A critical cellular process that occurs in the wake of a stroke in mice could hint at how to salvage otherwise compromised brain tissue.
Strokes happen when the flow of blood to the brain is blocked, most often by a blood clot in a vessel. This creates two zones of injury: a central core and a radiating penumbra.
Deprived of oxygen and glucose, brain cells in the core can die within minutes. Those in the penumbra are not as severely damaged. But if blood flow isn’t re-established within hours, those cells will succumb too. That’s why fast responses to strokes are so important—especially among the elderly, who are less resilient than younger sufferers of stroke.
New research shows that that disparity between aged and young brains could be due to differences in calcium ion activity brought on by stroke.

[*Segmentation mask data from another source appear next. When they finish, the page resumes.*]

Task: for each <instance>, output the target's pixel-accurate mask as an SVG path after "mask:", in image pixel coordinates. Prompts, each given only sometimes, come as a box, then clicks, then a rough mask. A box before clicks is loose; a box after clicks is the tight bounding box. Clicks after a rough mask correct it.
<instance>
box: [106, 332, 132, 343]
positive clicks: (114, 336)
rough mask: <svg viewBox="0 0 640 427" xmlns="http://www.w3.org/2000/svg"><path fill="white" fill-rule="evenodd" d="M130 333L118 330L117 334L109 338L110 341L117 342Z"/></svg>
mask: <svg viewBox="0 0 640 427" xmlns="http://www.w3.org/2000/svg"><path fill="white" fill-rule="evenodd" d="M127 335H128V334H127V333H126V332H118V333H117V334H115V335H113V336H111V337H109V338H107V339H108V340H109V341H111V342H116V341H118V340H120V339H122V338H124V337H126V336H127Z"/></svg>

After inducing stroke in old and young mice, researchers found that spontaneous calcium activity was reduced in the brains of young mice, whereas it was increased in the brains of old mice. Given that such activity is typically associated with normal, firing brain cells, the finding is surprising.
But it could, at least to some extent, explain why outcomes for older stroke victims are worse than those for younger ones. Spontaneous calcium activity suggests that brain cells affected by stroke are “leaky”, releasing toxic substances that are otherwise benign in normally functioning cells.
Injecting older mice with drugs known to switch off signaling pathways linked to calcium activity was shown to decrease calcium release; in some cases, calcium activity was eliminated entirely.
It isn’t yet clear how this process plays out in the human brain. But these findings could point to new therapies that alleviate the damaging effects of stroke, possibly buying first responders to victims of stroke more time to act.